TXT records are particularly revealing. SPF records list the IP addresses and services authorized to send mail on behalf of the domain. A record like include:salesforce.com include:sendgrid.net include:mailchimp.com tells you exactly which third-party services are in use. DKIM selectors can expose the email service provider. Domain verification tokens for services like Atlassian or Adobe sometimes linger after decommissioning, hinting at tools the company used.
NS records tell you who hosts the DNS. Route53, Cloudflare, Azure DNS, or a self-hosted nameserver each come with different implications for misconfiguration risk.
CNAME records sometimes point to external services (like careers.example.com pointing to a Greenhouse or Lever URL). If that external service is no longer configured, the subdomain may be vulnerable to subdomain takeover.

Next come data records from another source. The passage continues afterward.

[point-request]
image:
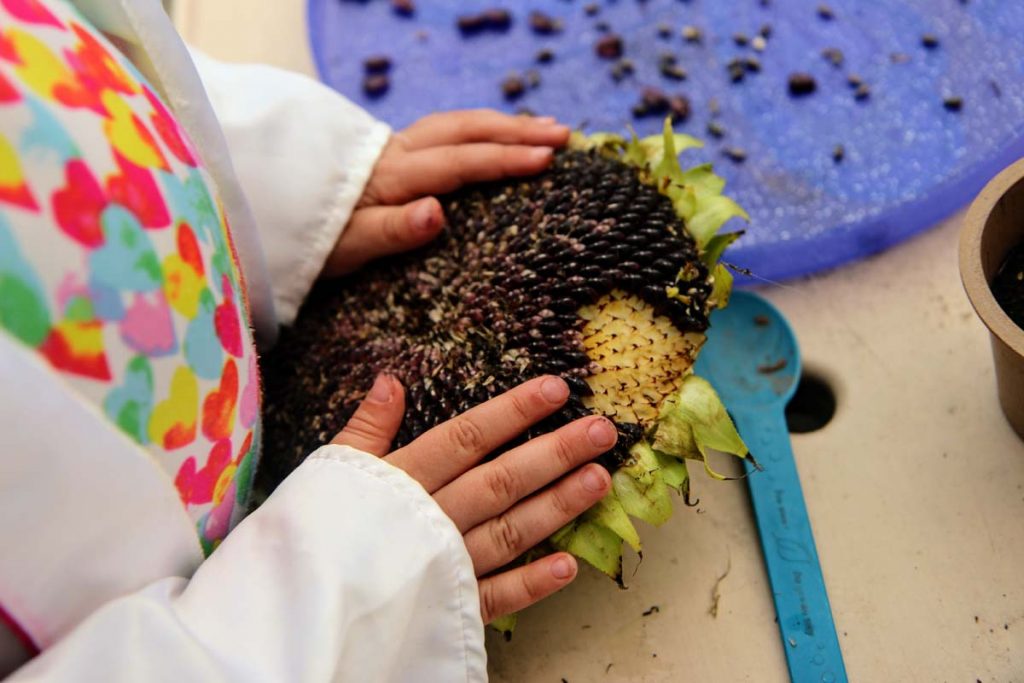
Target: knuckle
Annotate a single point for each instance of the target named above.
(531, 589)
(502, 482)
(564, 452)
(522, 407)
(488, 601)
(467, 436)
(506, 537)
(562, 505)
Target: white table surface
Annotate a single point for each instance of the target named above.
(915, 489)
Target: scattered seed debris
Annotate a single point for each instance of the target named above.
(498, 18)
(609, 47)
(679, 107)
(673, 71)
(834, 56)
(622, 69)
(802, 84)
(544, 25)
(513, 87)
(716, 594)
(691, 34)
(376, 85)
(403, 7)
(735, 155)
(736, 69)
(772, 368)
(378, 63)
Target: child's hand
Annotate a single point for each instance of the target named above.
(437, 154)
(503, 507)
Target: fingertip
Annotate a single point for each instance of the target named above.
(554, 389)
(563, 567)
(382, 391)
(426, 217)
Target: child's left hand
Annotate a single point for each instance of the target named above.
(437, 154)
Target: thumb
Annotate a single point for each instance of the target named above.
(376, 421)
(381, 230)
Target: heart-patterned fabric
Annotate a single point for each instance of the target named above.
(116, 262)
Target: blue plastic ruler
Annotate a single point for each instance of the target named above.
(805, 619)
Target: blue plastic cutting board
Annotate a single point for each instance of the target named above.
(908, 161)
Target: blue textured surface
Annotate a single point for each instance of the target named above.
(738, 347)
(908, 161)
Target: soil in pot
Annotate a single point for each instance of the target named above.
(1008, 287)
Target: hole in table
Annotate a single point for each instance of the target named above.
(812, 407)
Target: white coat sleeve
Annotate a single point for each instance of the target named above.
(349, 571)
(302, 154)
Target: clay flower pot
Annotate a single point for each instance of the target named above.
(994, 224)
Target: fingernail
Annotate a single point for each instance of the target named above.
(424, 217)
(592, 479)
(381, 390)
(541, 154)
(554, 389)
(601, 433)
(563, 567)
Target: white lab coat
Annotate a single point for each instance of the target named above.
(348, 571)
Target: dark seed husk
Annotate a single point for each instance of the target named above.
(513, 87)
(543, 24)
(609, 47)
(802, 84)
(378, 63)
(953, 103)
(403, 7)
(834, 56)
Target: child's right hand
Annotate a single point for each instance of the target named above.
(503, 507)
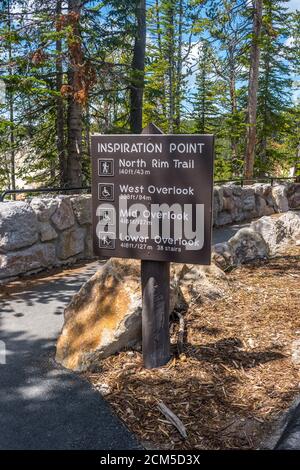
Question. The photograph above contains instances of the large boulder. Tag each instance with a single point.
(293, 195)
(71, 243)
(47, 232)
(63, 217)
(278, 231)
(104, 316)
(279, 193)
(38, 256)
(222, 255)
(44, 208)
(18, 226)
(82, 206)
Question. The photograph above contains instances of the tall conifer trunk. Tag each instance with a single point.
(253, 89)
(138, 70)
(74, 115)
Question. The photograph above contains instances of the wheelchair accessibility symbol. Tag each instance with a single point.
(107, 240)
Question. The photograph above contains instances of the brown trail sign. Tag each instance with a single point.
(152, 200)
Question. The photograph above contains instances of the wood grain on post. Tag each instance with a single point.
(155, 277)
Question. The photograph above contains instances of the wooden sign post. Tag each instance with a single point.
(156, 300)
(152, 200)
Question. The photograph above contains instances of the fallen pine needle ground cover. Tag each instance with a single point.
(235, 375)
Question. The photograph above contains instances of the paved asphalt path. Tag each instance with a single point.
(43, 406)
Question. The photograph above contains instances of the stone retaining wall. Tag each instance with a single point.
(46, 232)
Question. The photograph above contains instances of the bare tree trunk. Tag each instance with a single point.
(253, 88)
(178, 88)
(11, 113)
(171, 53)
(233, 100)
(138, 70)
(60, 142)
(74, 115)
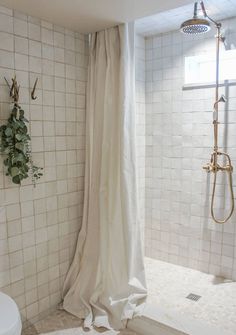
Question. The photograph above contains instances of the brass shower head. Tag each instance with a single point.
(195, 25)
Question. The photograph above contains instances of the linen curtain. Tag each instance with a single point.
(105, 284)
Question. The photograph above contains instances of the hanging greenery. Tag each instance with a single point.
(15, 145)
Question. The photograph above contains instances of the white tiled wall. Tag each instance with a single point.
(140, 123)
(38, 226)
(179, 140)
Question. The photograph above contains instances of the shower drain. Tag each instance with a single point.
(193, 297)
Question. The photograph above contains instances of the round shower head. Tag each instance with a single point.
(195, 26)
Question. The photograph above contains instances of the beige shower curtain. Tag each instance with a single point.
(106, 282)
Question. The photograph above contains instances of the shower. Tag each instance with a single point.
(198, 25)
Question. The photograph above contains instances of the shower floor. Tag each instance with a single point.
(169, 285)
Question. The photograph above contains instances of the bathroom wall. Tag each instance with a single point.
(140, 124)
(39, 226)
(179, 141)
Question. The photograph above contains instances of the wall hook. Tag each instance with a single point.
(14, 89)
(33, 97)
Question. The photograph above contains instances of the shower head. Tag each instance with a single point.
(196, 25)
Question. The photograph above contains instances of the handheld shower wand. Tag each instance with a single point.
(197, 26)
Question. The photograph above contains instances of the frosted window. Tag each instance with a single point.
(202, 69)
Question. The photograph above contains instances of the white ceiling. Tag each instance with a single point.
(91, 15)
(172, 19)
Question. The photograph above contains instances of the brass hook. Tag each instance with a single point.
(33, 97)
(14, 89)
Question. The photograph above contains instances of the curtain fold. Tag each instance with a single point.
(105, 284)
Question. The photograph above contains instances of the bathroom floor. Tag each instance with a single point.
(66, 324)
(169, 285)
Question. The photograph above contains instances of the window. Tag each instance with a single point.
(201, 69)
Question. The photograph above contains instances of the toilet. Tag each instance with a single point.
(10, 321)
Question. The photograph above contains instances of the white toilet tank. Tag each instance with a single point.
(10, 321)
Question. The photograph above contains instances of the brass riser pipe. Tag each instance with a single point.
(213, 166)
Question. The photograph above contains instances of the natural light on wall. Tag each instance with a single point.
(201, 69)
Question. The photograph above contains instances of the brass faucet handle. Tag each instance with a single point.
(207, 167)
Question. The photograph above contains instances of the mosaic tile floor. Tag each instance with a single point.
(66, 324)
(169, 284)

Internal hostnames leaking is one of the more interesting findings. Split-horizon DNS is supposed to serve different answers to internal vs. external resolvers, but it's commonly misconfigured. Hostnames like dc01.corp.example.com or 172.16.1.10 resolving publicly give you a direct window into internal network structure.
| Tool | Primary Use |
|---|---|
dig |
Manual DNS queries, zone transfers |
nslookup |
Basic DNS queries, works on Windows |
host |
Quick lookups, simple output |
fierce |
Subdomain enumeration with zone transfer attempts |
amass |
Comprehensive subdomain enumeration using passive and active methods |
subfinder |
Fast passive subdomain discovery |
dnsx |
Bulk DNS resolution and validation |
DNS enumeration is low-risk, requires no authentication, and produces an enormous amount of useful information. It should be one of the first things done in any external reconnaissance phase.